‘No truth’ in HBCU president’s comments on bus stop

‘No truth’ in HBCU president’s comments on bus stop

COLUMBIA, S.C. (AP) – A South Carolina sheriff said the president of the historically black university declaration accusing law enforcement officers of racial profiling in a recent bus stop was “simply false.”

Paulette Dillard, President of Shaw University she wrote that she was “outraged” after law enforcement officers in Spartanburg County on October 5 stopped a contract bus that was transporting students from a historically black university in Raleigh, North Carolina to a conference in Atlanta.

Spartanburg County Sheriff Chuck Wright emphasized in a Monday morning press conference that police officers stopped the unmarked “Greyhound-like” bus with tinted windows because it was on the wrong side. The stop happened as part of “Operation Rolling Thunder,” the department’s annual weeklong anti-drug campaign in which deputies and officers with agencies from around the state patrol the county’s highways.

Democratic members of the North Carolina congressional delegation last week asked the Department of Justice to investigate the incident.

Dillard wrote that the scene was reminiscent of the 1950s and 60s: “armed police, questioning of innocent black students, searches without probable cause, and bloodthirsty dogs.”

“This behavior targeting black students is unacceptable and will not be ignored or tolerated,” Dillard wrote. “If the students were white, I doubt this detention and search would have happened.”

Wright said a student helped the driver answer the officer’s questions and none of the students were asked to leave the bus. A leashed dog “ran through the luggage,” which is not illegal, according to Wright. Police body camera footage shows officers searching through several bags in the bus’ storage area. The driver received a warning.

“I want racism to die the ugly, cruel death it deserves,” Wright said. “If anything we do is ever racist, I want to know, I want to fix it and I don’t want to let it go again. But this case here has absolutely nothing to do with racism.”

Cherokee County Sheriff Steve Mueller said the officers “did nothing wrong” and could not know the races of the people on the bus when they pulled it over.

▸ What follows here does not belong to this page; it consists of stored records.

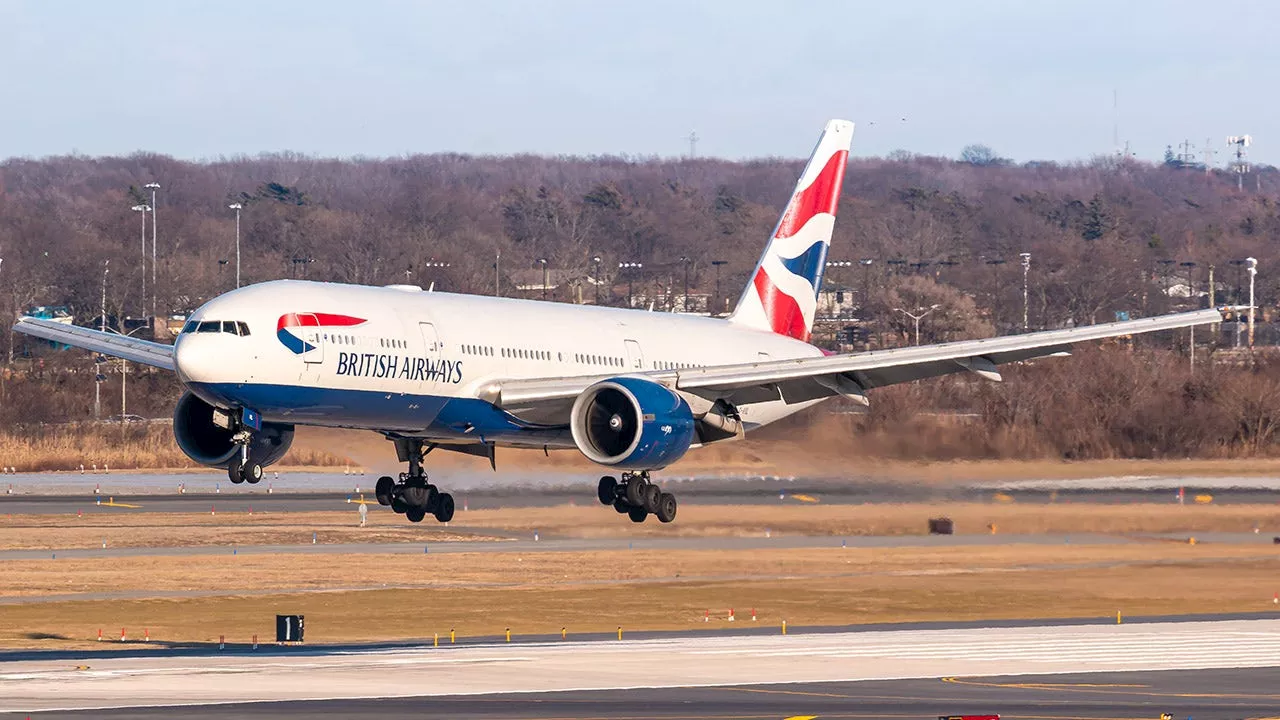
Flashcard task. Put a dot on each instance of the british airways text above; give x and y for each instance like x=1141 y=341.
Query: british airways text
x=380 y=365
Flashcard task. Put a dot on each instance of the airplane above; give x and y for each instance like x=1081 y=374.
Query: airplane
x=631 y=390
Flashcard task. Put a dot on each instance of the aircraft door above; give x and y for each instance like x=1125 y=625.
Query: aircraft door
x=433 y=369
x=635 y=358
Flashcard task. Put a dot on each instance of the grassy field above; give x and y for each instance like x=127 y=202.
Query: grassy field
x=126 y=528
x=63 y=602
x=394 y=597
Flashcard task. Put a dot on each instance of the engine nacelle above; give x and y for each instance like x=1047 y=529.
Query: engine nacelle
x=209 y=442
x=632 y=424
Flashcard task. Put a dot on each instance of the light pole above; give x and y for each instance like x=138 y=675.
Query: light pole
x=631 y=279
x=995 y=287
x=1253 y=273
x=101 y=327
x=428 y=264
x=152 y=187
x=1027 y=268
x=718 y=264
x=597 y=260
x=237 y=206
x=918 y=318
x=684 y=304
x=144 y=209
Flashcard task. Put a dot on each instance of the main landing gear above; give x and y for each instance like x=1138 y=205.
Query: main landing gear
x=636 y=497
x=412 y=496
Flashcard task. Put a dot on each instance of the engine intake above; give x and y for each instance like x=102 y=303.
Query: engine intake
x=632 y=424
x=209 y=442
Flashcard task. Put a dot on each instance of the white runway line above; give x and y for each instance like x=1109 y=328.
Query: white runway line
x=685 y=661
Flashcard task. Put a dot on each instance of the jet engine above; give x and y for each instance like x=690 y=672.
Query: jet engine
x=206 y=434
x=631 y=423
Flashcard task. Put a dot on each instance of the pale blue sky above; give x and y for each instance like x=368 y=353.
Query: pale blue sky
x=1032 y=78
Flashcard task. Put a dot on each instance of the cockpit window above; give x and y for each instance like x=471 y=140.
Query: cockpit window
x=231 y=327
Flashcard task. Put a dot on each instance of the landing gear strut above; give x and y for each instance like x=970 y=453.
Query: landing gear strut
x=245 y=468
x=414 y=496
x=636 y=497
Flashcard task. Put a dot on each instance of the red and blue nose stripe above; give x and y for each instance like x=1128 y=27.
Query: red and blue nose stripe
x=309 y=320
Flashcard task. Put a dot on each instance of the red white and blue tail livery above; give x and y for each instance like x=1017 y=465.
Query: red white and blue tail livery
x=632 y=391
x=784 y=291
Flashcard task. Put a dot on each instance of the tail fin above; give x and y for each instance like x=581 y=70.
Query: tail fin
x=784 y=291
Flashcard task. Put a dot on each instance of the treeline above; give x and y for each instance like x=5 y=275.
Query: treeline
x=1105 y=236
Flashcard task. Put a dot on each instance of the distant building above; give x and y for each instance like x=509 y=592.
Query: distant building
x=836 y=302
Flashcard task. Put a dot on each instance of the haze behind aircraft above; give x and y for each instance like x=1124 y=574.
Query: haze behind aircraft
x=631 y=390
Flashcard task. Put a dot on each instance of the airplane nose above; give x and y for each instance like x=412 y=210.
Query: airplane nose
x=195 y=359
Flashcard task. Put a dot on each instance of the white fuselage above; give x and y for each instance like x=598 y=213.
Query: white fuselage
x=403 y=360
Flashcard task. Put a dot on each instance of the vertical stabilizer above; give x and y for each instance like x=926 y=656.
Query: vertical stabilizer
x=782 y=295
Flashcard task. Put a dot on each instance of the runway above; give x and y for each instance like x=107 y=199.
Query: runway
x=1215 y=695
x=863 y=674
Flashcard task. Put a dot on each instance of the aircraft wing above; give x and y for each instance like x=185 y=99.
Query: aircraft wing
x=155 y=354
x=850 y=376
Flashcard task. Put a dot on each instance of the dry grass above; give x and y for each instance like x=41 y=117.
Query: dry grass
x=161 y=529
x=124 y=447
x=124 y=528
x=589 y=592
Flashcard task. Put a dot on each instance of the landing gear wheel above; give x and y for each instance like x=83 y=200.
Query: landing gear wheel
x=636 y=491
x=652 y=495
x=666 y=510
x=383 y=490
x=608 y=490
x=444 y=507
x=421 y=496
x=252 y=472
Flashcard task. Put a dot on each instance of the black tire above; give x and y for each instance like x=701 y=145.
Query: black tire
x=608 y=490
x=636 y=491
x=652 y=495
x=667 y=506
x=444 y=507
x=252 y=473
x=383 y=490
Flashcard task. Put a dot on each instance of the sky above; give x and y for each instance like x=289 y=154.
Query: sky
x=1036 y=80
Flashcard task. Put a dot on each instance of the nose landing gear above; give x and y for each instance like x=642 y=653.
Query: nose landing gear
x=638 y=497
x=414 y=496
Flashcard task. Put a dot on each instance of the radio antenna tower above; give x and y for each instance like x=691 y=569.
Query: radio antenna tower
x=1208 y=156
x=1240 y=165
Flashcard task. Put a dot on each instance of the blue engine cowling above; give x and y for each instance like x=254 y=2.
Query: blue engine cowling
x=632 y=424
x=210 y=443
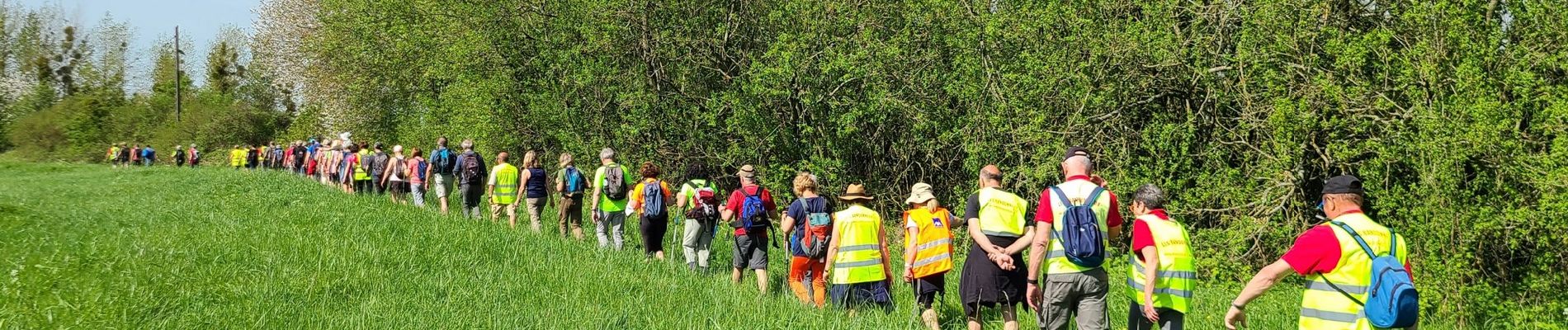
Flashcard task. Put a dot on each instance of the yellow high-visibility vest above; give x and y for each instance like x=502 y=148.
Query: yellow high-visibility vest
x=1078 y=191
x=237 y=157
x=1176 y=276
x=505 y=185
x=1003 y=213
x=933 y=241
x=858 y=257
x=1324 y=307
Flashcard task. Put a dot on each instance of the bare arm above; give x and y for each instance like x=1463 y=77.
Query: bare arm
x=1266 y=279
x=1151 y=271
x=1023 y=243
x=1041 y=244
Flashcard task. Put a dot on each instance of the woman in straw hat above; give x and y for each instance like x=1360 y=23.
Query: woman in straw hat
x=858 y=254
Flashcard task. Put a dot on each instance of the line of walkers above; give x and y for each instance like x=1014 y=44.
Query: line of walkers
x=125 y=155
x=839 y=254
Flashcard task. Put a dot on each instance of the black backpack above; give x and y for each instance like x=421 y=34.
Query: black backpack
x=613 y=183
x=472 y=172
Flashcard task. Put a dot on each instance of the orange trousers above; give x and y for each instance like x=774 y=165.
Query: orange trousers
x=799 y=266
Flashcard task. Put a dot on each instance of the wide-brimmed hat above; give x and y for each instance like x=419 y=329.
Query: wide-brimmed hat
x=919 y=193
x=855 y=193
x=747 y=172
x=1344 y=185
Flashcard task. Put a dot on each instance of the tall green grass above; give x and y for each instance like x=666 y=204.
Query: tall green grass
x=96 y=248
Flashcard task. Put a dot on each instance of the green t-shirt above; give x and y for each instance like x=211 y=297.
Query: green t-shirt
x=606 y=204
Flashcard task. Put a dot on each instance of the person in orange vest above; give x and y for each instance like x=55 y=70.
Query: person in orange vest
x=928 y=249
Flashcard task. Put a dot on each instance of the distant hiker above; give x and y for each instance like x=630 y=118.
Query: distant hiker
x=700 y=200
x=927 y=249
x=1087 y=218
x=352 y=174
x=123 y=155
x=111 y=155
x=651 y=200
x=278 y=155
x=378 y=166
x=999 y=230
x=535 y=196
x=358 y=157
x=195 y=155
x=470 y=174
x=860 y=262
x=503 y=190
x=251 y=157
x=300 y=157
x=571 y=183
x=808 y=223
x=1343 y=260
x=135 y=153
x=418 y=177
x=750 y=211
x=609 y=200
x=237 y=157
x=1162 y=276
x=179 y=155
x=442 y=165
x=395 y=176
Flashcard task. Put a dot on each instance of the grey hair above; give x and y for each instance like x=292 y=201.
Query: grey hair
x=1150 y=196
x=1089 y=165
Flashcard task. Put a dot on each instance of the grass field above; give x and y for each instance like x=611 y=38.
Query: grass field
x=96 y=248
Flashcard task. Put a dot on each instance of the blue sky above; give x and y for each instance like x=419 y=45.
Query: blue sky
x=153 y=19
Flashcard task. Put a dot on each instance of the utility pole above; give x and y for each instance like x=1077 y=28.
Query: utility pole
x=177 y=92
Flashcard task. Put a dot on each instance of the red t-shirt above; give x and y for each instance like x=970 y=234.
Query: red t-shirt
x=739 y=197
x=1141 y=233
x=1045 y=214
x=1316 y=251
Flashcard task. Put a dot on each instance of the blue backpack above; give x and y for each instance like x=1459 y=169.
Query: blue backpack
x=1081 y=237
x=653 y=199
x=442 y=162
x=1393 y=300
x=752 y=210
x=574 y=182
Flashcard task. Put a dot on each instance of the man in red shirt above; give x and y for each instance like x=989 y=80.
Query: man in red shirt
x=1316 y=252
x=752 y=229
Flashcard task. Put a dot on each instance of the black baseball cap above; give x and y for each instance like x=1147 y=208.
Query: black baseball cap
x=1076 y=150
x=1343 y=185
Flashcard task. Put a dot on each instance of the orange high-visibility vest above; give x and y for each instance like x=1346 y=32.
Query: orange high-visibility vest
x=933 y=241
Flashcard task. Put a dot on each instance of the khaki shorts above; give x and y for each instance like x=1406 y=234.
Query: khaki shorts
x=441 y=185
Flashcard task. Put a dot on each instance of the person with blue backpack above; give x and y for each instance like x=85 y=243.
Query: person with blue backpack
x=999 y=227
x=700 y=199
x=651 y=200
x=442 y=163
x=1357 y=270
x=609 y=200
x=569 y=182
x=750 y=210
x=1078 y=218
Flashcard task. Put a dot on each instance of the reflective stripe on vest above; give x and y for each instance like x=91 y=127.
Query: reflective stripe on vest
x=1324 y=307
x=1175 y=274
x=1078 y=190
x=933 y=241
x=505 y=185
x=1003 y=213
x=858 y=258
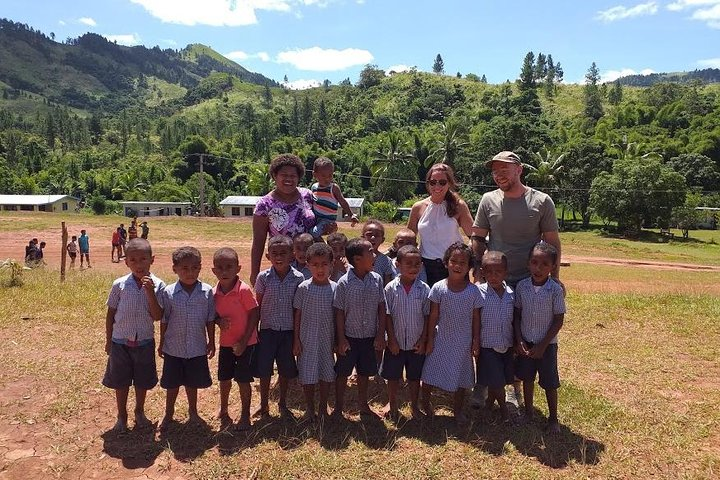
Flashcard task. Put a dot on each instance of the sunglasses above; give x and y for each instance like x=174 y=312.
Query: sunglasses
x=432 y=183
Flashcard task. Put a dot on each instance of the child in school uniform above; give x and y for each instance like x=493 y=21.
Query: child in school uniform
x=275 y=289
x=495 y=363
x=300 y=245
x=408 y=307
x=133 y=308
x=359 y=322
x=187 y=334
x=453 y=332
x=539 y=316
x=238 y=314
x=315 y=329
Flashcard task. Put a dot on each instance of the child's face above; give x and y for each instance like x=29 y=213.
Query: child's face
x=404 y=238
x=410 y=266
x=188 y=270
x=226 y=270
x=280 y=256
x=365 y=261
x=138 y=260
x=320 y=267
x=338 y=247
x=458 y=264
x=324 y=175
x=374 y=234
x=540 y=266
x=299 y=251
x=495 y=273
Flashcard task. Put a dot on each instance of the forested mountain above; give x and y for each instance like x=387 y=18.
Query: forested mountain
x=633 y=155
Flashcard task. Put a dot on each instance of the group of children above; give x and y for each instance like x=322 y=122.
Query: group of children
x=322 y=311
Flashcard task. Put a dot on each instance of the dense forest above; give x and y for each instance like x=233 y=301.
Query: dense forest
x=106 y=123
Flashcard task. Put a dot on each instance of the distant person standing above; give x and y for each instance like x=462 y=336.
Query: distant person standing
x=84 y=245
x=144 y=230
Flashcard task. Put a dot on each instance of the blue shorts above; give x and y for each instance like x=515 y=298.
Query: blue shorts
x=393 y=365
x=185 y=372
x=546 y=368
x=495 y=369
x=361 y=357
x=232 y=367
x=274 y=346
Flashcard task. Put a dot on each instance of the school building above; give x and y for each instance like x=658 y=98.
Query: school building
x=156 y=209
x=243 y=206
x=38 y=203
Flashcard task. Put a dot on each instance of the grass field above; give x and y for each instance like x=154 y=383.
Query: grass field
x=638 y=359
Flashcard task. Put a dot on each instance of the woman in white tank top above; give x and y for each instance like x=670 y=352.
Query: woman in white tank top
x=438 y=218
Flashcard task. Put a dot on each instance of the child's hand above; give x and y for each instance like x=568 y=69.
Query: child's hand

Mueller added that the leading cause of death in buses and commercial vehicles is driver fatigue. Interstate 85, the highway where officers stopped the bus, is a “deadly corridor,” according to Mueller.

“If my guys see a bus veer into their lane, and they don’t stop to check on that driver to make sure they’re not too sleepy, then we could have a busload of Shaw students involved in a tragic fatality of traffic,” Mueller said.

Body camera footage showed no Shaw University insignia on the contractor’s bus, which had the words “CHAUFFERED TRANSPORTATION” printed on its side. Shaw University’s Office of Communications did not immediately respond to an email seeking comment.

The traffic stop comes after an April incident in Georgia, where Sheriff’s deputies pull over Delaware State University women’s lacrosse team bus and searched for drugs. Tony Allen, the president of the HBCU, said he was “incensed” and accused the law enforcement officers of intimidation and humiliation.

Liberty County Sheriff William Bowman, who is black, said in May that deputies found drugs on a different bus that same morning. The team’s charter bus was stopped for traveling in the left lane, a violation of Georgia law, according to Bowman, who said deputies searched the bus after a drug-sniffing dog “alerted ” beside. No one was arrested or charged and the driver received a warning.